Movies.com was a website; the URL now redirects to that of its owner, Fandango Media.

The Walt Disney Company was using Movies.com in newspaper advertisements for Disney subsidiary films as early as 1996. Disney formally launched the site as a movie based resource in 2000. In 2001, a group of five film studios announced they were forming "Movielink" to provide video on-demand services. Shortly thereafter, The Walt Disney Company and Fox News Corp. announced that Movies.com would be a joint venture to access films and other content on the internet, allowing the fledgling audience of broadband internet to download movies on demand, then estimated to be about 10 million homes in the United States. Both ventures began to be investigated by the U.S. Antitrust Division.

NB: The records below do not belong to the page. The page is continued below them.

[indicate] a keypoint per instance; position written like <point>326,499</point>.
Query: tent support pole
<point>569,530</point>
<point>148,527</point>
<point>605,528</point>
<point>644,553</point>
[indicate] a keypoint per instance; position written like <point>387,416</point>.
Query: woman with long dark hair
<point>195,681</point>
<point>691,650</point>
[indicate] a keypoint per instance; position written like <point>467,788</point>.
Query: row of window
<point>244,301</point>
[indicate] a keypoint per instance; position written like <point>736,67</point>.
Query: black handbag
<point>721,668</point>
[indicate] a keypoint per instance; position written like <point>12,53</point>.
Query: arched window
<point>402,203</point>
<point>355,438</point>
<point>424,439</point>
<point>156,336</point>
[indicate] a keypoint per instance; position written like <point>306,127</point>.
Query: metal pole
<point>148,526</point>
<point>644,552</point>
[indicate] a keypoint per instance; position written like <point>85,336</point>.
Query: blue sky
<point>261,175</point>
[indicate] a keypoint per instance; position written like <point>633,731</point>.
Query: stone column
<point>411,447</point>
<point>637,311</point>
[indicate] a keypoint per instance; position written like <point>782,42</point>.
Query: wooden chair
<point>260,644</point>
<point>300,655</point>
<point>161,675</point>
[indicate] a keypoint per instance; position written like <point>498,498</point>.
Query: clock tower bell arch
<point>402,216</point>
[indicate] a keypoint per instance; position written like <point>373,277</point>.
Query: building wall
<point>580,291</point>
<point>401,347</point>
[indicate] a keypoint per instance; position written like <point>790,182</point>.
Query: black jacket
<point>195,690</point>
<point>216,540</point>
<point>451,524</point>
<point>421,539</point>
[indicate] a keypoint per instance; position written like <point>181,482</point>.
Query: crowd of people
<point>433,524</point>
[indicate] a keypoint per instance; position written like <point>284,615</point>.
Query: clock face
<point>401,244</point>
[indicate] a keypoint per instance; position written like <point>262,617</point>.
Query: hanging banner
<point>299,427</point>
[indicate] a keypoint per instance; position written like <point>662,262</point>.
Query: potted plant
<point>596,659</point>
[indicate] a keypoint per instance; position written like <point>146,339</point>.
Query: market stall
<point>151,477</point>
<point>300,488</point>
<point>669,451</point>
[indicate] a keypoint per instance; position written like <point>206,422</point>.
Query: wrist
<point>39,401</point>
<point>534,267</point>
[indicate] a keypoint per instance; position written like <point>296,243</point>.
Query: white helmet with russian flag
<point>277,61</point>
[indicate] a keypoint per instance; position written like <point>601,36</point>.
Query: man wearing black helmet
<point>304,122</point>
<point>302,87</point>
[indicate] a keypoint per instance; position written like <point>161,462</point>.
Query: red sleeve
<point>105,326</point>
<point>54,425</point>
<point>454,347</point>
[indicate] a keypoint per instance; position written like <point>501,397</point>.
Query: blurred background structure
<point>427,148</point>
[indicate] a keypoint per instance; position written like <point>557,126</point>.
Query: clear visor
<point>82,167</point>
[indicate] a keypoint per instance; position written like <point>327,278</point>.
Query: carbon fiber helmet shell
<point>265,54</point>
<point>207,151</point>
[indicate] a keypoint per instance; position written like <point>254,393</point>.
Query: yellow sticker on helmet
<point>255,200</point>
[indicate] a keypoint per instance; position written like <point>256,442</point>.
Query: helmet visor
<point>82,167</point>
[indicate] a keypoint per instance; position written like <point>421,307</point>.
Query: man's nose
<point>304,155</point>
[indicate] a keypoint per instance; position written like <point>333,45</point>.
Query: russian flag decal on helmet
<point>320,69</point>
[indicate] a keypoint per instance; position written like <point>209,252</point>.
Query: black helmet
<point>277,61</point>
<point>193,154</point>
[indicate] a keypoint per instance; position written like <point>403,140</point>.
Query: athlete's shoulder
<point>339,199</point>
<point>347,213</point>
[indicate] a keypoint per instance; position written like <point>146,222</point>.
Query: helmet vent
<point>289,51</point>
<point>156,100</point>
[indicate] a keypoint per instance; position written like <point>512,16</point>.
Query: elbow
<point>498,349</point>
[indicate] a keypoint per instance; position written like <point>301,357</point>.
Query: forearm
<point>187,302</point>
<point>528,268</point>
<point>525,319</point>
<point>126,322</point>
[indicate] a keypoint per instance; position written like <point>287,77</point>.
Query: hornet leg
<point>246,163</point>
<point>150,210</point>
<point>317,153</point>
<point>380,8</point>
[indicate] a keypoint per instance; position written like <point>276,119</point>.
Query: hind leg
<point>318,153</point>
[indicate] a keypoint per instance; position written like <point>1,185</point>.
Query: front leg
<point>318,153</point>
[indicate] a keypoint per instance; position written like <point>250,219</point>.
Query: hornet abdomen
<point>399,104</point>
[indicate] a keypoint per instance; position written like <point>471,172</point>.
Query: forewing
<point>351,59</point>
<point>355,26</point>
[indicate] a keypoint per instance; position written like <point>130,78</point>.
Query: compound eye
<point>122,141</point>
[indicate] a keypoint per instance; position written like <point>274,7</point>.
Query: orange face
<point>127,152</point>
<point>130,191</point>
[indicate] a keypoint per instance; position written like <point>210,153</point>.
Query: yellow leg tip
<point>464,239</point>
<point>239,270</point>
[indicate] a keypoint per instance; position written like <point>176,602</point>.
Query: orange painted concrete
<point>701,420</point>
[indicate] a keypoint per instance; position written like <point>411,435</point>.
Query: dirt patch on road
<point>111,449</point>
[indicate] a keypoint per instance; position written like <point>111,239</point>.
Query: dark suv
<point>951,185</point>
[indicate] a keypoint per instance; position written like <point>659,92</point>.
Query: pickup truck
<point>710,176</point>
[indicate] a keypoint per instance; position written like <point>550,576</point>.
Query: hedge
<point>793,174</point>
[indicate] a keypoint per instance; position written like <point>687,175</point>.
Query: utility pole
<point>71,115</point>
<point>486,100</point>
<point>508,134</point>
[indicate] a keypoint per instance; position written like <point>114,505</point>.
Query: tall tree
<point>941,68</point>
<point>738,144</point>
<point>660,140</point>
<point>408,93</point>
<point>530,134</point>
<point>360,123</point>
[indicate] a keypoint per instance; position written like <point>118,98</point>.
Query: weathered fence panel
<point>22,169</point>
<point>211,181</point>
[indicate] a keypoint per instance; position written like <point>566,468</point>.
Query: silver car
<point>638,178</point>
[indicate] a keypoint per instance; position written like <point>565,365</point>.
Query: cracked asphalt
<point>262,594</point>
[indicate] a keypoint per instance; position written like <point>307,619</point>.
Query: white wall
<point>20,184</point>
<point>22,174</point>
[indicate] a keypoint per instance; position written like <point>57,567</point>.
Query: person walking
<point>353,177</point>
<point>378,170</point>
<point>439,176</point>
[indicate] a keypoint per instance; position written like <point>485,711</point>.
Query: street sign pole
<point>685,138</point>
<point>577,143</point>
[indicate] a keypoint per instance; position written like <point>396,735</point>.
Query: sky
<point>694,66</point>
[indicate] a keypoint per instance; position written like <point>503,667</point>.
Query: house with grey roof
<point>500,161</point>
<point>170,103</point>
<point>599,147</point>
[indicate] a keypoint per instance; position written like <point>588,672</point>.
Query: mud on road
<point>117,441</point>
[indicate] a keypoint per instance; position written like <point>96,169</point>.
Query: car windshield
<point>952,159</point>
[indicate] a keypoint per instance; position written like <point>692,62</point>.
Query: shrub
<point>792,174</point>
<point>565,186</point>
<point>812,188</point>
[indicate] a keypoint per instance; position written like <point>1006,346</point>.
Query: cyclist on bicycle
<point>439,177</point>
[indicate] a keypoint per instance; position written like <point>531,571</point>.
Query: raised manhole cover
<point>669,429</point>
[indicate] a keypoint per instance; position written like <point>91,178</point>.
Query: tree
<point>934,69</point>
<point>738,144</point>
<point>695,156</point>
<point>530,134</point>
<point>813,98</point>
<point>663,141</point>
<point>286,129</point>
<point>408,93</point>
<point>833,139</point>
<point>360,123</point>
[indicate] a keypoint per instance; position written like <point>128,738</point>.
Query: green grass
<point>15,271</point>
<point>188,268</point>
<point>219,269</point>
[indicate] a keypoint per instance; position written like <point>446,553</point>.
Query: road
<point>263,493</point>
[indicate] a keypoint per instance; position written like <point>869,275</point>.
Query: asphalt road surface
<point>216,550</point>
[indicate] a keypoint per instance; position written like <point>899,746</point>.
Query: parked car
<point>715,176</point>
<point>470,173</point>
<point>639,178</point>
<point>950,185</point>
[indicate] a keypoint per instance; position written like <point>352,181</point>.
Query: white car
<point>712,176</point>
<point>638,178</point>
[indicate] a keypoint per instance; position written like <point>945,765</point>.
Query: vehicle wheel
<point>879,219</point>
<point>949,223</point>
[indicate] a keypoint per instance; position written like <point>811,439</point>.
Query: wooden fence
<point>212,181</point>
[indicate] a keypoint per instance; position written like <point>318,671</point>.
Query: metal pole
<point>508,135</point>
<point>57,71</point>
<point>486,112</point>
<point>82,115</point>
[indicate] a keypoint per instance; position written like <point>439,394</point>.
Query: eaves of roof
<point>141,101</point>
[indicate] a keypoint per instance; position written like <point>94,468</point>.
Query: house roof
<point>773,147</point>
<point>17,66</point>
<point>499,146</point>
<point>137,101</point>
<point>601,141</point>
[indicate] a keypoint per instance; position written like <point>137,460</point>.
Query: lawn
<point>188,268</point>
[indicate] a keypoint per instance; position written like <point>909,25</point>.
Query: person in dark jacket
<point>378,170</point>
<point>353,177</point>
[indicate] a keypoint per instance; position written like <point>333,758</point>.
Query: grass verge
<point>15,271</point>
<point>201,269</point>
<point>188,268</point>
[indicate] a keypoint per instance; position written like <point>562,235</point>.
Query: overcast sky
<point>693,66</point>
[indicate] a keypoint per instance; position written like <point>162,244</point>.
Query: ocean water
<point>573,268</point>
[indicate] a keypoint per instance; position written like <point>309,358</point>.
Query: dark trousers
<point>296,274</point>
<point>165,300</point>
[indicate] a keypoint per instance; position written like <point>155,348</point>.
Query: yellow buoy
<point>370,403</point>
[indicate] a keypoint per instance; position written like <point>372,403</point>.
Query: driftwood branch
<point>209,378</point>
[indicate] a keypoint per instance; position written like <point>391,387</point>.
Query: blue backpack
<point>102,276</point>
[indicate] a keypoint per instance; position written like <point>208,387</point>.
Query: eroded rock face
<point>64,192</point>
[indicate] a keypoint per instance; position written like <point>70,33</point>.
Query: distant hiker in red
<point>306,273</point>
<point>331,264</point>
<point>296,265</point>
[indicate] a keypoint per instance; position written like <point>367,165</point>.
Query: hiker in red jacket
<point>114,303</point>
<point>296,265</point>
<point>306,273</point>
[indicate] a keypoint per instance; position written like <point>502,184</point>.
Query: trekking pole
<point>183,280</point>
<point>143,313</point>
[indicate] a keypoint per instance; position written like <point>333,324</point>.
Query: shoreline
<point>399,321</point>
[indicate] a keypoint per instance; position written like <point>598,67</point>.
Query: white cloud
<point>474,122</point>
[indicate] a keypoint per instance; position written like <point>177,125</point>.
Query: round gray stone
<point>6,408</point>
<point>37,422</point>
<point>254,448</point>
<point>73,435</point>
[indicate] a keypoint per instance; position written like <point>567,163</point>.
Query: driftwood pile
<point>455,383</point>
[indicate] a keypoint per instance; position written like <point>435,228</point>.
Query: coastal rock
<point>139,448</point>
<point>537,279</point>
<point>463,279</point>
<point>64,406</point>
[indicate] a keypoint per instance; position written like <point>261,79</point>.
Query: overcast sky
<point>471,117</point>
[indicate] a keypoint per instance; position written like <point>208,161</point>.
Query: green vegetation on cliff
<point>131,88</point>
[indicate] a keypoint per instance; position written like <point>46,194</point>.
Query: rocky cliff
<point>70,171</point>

Fox pulled out of the joint venture in April 2002, citing the potential regulatory and logistical concerns with the concept.

Fandango acquired the site from Disney in June 2008, at which time Movies.com had 1.9 million monthly unique visitors, compared to 6.3 million for Fandango.

The site was home to the award-winning webshow Statler and Waldorf: From the Balcony (2005–06), a bi-weekly movie preview webcast starring the Muppets. Another webshow featured Brandon Schantz and a movie spoof called The DiCaprio Code, parodying The Da Vinci Code.